According to one answer to Why offload bags for missing passengers when flights are allowed to carry unaccompanied non-PAX air-cargo in holds?, the requirement for Positive Passenger/Bag Matching was introduced in 1988 following Pan Am 103. According to another answer to the same question, airlines cannot accept cargo from the general public.
Yet on a number of occasions when I've flown commercially as a passenger (including once to the US in the summer of 2001), for one reason or another my/our bag(s) have ended up somewhere else, or at the very least, not showed up on the conveyor belt at the destination airport along with the other passengers' bags.

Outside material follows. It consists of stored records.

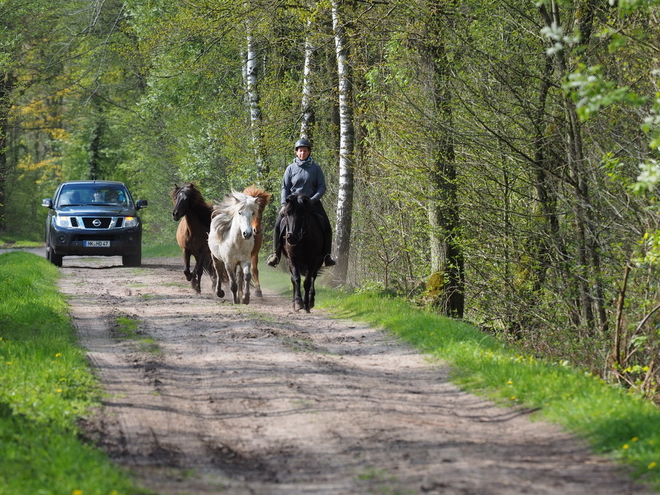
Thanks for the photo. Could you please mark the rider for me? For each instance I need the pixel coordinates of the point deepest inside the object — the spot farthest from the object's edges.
(303, 176)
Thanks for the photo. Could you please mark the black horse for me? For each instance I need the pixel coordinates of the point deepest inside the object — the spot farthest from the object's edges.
(303, 246)
(192, 234)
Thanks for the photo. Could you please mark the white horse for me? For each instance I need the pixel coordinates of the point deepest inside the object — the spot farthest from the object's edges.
(231, 241)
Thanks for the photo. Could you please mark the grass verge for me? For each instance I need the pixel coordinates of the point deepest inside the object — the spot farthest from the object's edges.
(46, 388)
(615, 422)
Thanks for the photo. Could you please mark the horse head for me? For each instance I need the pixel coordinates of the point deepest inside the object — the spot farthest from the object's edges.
(181, 199)
(238, 209)
(247, 212)
(263, 198)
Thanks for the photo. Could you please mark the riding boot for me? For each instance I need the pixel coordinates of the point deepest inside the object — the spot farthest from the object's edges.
(327, 246)
(274, 259)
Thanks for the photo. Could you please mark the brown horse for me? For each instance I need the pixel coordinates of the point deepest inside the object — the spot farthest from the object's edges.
(263, 198)
(192, 233)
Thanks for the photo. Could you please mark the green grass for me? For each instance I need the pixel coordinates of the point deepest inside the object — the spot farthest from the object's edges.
(47, 388)
(161, 250)
(615, 422)
(8, 242)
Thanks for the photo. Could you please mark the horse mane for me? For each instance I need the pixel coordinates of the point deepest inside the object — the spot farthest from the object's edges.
(296, 202)
(195, 196)
(263, 198)
(224, 213)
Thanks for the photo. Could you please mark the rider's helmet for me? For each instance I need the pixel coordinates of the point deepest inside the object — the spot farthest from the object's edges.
(302, 142)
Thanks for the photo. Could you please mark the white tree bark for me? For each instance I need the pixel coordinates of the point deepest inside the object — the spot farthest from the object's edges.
(254, 104)
(308, 116)
(346, 148)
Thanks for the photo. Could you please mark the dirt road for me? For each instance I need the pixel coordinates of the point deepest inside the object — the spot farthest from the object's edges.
(214, 398)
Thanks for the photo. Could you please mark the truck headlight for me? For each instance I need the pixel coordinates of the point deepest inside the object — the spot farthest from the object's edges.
(62, 221)
(130, 222)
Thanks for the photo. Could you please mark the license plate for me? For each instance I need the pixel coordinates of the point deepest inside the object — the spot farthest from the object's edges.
(97, 243)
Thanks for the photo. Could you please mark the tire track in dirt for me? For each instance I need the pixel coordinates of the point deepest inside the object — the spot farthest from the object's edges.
(257, 399)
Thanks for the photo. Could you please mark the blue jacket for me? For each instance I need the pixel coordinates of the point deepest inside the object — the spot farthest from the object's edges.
(307, 179)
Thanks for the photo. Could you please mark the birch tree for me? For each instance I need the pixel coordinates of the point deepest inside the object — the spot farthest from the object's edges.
(307, 107)
(251, 65)
(346, 146)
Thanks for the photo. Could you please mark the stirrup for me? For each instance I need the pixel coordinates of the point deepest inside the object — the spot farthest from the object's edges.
(273, 260)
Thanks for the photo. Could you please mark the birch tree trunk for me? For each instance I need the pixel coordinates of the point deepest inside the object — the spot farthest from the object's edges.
(308, 114)
(346, 148)
(255, 106)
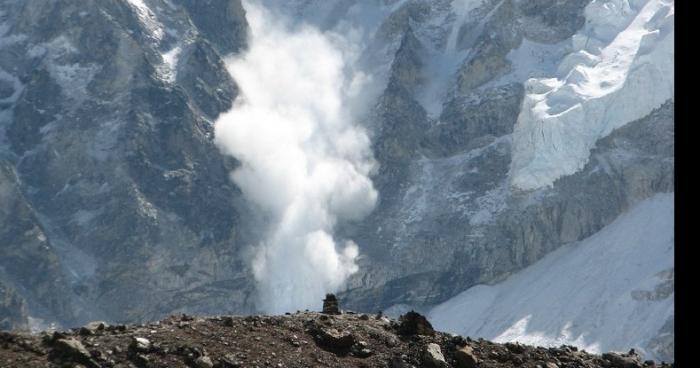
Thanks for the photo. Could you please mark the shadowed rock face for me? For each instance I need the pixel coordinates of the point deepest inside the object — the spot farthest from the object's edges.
(121, 205)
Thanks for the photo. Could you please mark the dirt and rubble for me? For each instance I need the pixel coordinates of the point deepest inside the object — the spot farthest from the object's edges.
(302, 339)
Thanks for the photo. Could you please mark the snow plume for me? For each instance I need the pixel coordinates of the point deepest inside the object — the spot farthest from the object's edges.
(304, 162)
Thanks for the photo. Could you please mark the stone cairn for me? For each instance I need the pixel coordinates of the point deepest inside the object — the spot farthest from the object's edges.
(330, 305)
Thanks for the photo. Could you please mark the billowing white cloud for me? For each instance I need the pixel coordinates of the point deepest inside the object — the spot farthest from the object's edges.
(305, 162)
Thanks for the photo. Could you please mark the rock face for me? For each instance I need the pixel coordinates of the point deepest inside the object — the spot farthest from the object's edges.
(330, 304)
(13, 310)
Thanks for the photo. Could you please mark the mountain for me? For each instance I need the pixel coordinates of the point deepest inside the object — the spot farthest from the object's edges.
(503, 132)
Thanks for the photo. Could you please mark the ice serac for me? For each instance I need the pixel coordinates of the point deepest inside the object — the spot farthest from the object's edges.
(610, 291)
(621, 70)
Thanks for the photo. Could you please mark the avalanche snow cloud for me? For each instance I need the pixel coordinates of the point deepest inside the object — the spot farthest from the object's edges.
(304, 162)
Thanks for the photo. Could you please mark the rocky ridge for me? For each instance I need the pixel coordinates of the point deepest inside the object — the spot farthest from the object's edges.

What usually happens at that point is a conversation with an airline representative, and possibly one's card issuer or other travel insurance provider; and the bag arrives a day or two later. For the passenger, that's an inconvenience, but thankfully not usually a disaster.
However, what happens to the bag in the interim in such a situation?

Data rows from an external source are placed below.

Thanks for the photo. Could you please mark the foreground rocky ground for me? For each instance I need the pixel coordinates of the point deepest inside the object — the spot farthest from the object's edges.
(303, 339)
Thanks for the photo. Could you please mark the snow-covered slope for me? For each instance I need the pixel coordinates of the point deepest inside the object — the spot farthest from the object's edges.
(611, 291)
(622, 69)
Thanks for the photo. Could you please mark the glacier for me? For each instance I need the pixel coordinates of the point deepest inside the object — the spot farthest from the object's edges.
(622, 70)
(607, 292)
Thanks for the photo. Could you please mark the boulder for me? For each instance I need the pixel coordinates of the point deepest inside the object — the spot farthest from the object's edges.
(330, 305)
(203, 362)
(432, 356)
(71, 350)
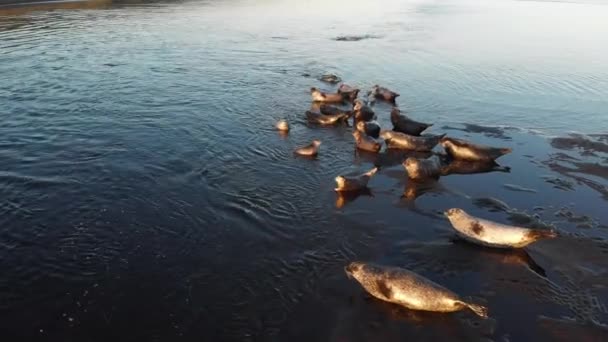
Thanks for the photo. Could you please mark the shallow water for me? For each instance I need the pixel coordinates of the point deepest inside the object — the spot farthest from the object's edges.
(146, 195)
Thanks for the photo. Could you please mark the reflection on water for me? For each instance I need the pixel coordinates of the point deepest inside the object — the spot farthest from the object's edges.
(147, 196)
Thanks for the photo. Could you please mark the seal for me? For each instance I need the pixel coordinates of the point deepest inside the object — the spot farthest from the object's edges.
(354, 183)
(366, 143)
(493, 234)
(402, 123)
(309, 150)
(332, 110)
(463, 167)
(403, 141)
(406, 288)
(319, 96)
(464, 150)
(362, 111)
(419, 169)
(325, 120)
(349, 93)
(330, 78)
(282, 126)
(385, 94)
(371, 128)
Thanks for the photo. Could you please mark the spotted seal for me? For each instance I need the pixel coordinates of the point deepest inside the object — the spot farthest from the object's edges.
(406, 288)
(354, 183)
(465, 150)
(493, 234)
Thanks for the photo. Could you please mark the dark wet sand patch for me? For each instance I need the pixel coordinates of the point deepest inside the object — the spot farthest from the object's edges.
(355, 38)
(519, 188)
(587, 144)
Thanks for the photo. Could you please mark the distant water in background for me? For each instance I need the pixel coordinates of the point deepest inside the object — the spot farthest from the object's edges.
(145, 196)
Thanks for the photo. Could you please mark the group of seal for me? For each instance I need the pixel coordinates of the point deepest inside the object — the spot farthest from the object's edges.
(393, 284)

Clearly, the bag very likely wasn't on the same plane as the passenger. This could mean one of two things:
- The bag was not loaded onto any airplane (so it's still at the origin airport).
- The bag was loaded onto some other airplane (so it's somewhere else).
The case of the bag not being loaded onto an airplane is strange, but doesn't seem to violate the requirements of PPBM; it's just sitting in a cargo holding area somewhere. If the bag was actually loaded onto some other airplane, that would violate PPBM, since there's no passenger on that flight accompanying the bag. (That said, I don't know if it would be possible to exploit this as a security weakness. Probably not, at least not reliably.)
Once the bag is found, it needs to get to where the passenger is now. I can see two basic ways to do that:
- The bag is moved by ground vehicle (car, truck, boat, ...).
- The bag is moved by airplane.
Driving a potentially long distance potentially just to get a single bag from one location to another seems the less reasonable alternative (it could probably easily cost a significant fraction of the profit from that whole flight), but on the other hand, if the bag is loaded onto an airplane, it definitely is a bag travelling without an accompanying passenger and in this case, it's known as such to the airline, thereby seemingly violating the requirements of PPBM.
If it were to be shipped as cargo, that would presumably qualify as "from the general public".
This seems to me like a "damned if you do, damned if you don't" kind of situation. So what really does happen to the bag, from when passenger and bag are separated, until the two are reunited?
For simplicity's sake, let's assume that what's inside the bag is completely innocous.